Ranya is a modern-day princess—brought up behind the gilded walls of Saudi Arabian high society and winner of the dream husband sweepstakes . . . until said husband turns out to be more interested in Paolo, the interior-decorator-cum-underwear-model, than in his virginal new wife.
Smart, independent, but painfully shy, Zahra has managed to escape her impoverished Palestinian roots to carve out a life of comfort. But she can't reveal her secrets to the man she adores or shake off the fear that she doesn't deserve any of it. She also can't shake the fear that if she holds on to anything—or anyone—too dearly, they will be taken away in the blink of a kohl-lined eye.
Rio has risen above the slums of her native Honduras—not to mention the jeers of her none too supportive family—to become editor in chief of Suéltate magazine, the hottest Latina-targeted glossy in town, and this in spite of Georges Mallouk, her hunky-yet-clueless boss, and in spite of Rio's totally wrong but oh-so-sinfully-right affair with the boss's delicious but despicable younger brother, Joe.
In this city of fast cars, sleek clubs, and unapologetic superficiality, Ranya, Zahra, and Rio wrestle with the ties that bind them to their difficult pasts, and it just might be time for them to cut loose. . . .

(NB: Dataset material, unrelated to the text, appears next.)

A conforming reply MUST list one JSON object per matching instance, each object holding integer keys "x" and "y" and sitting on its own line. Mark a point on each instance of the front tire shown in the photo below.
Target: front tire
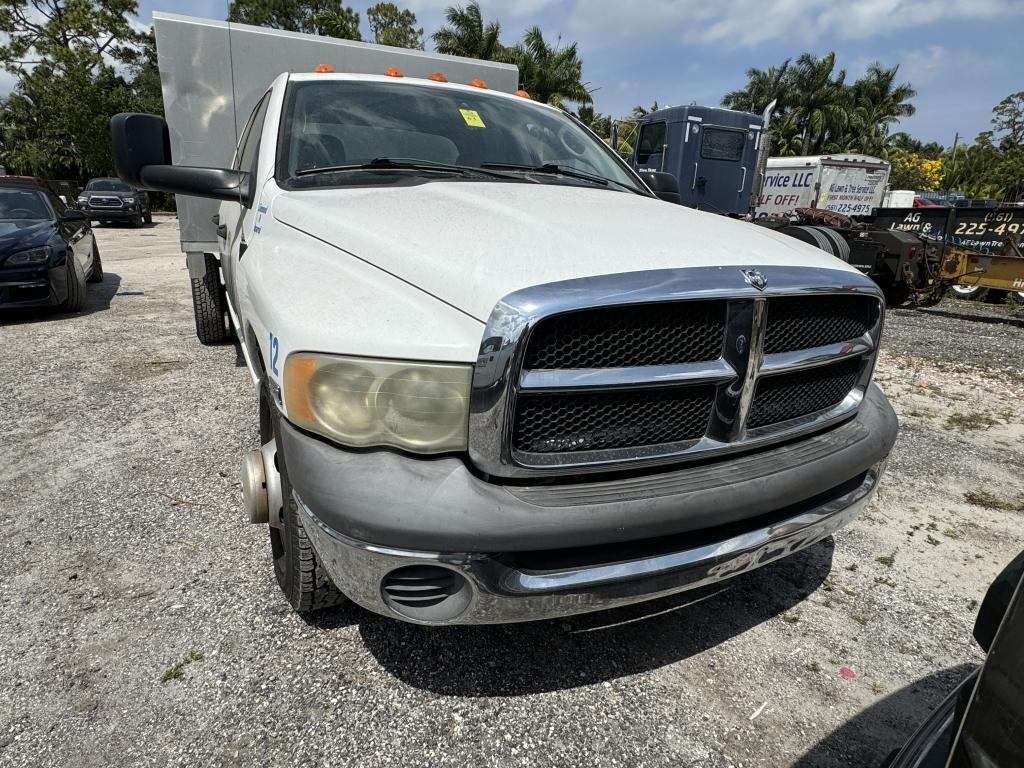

At the Publisher's request, this title is being sold without Digital Rights Management Software (DRM) applied.
PUBLISHERS WEEKLY
Dajani's engrossing second novel (after Fashionably Late) chronicles the overlap in the lives of three dissimilar women working at a Miami magazine. Upon realizing that her husband is gay, pampered Ranya Hayek flees her situation and, after a chance meeting with smitten millionaire Georges Mallouk, finds herself working for the first time. Georges and his brother, Joe, own Su ltate, a successful magazine geared toward Latinas and helmed by the brash Rio, who works nonstop to make it a top publication. Rio has the occasional tryst with Joe and is wary of Ranya, who has both brothers mooning over her. Also disdainful of Ranya and Rio is Ranya's childhood schoolmate Zahra, who is intelligent but socially awkward. After having made a mistake that destroyed her beloved life in Boston, Zahra took a corporate position with her old friend Georges, whom she still holds a torch for. Dajani seamlessly flits from character to character, embodying each woman and pitting her observations against her misconceptions. Though the unfortunately pat happy ending seems lazy and unlikely, the novel works nicely.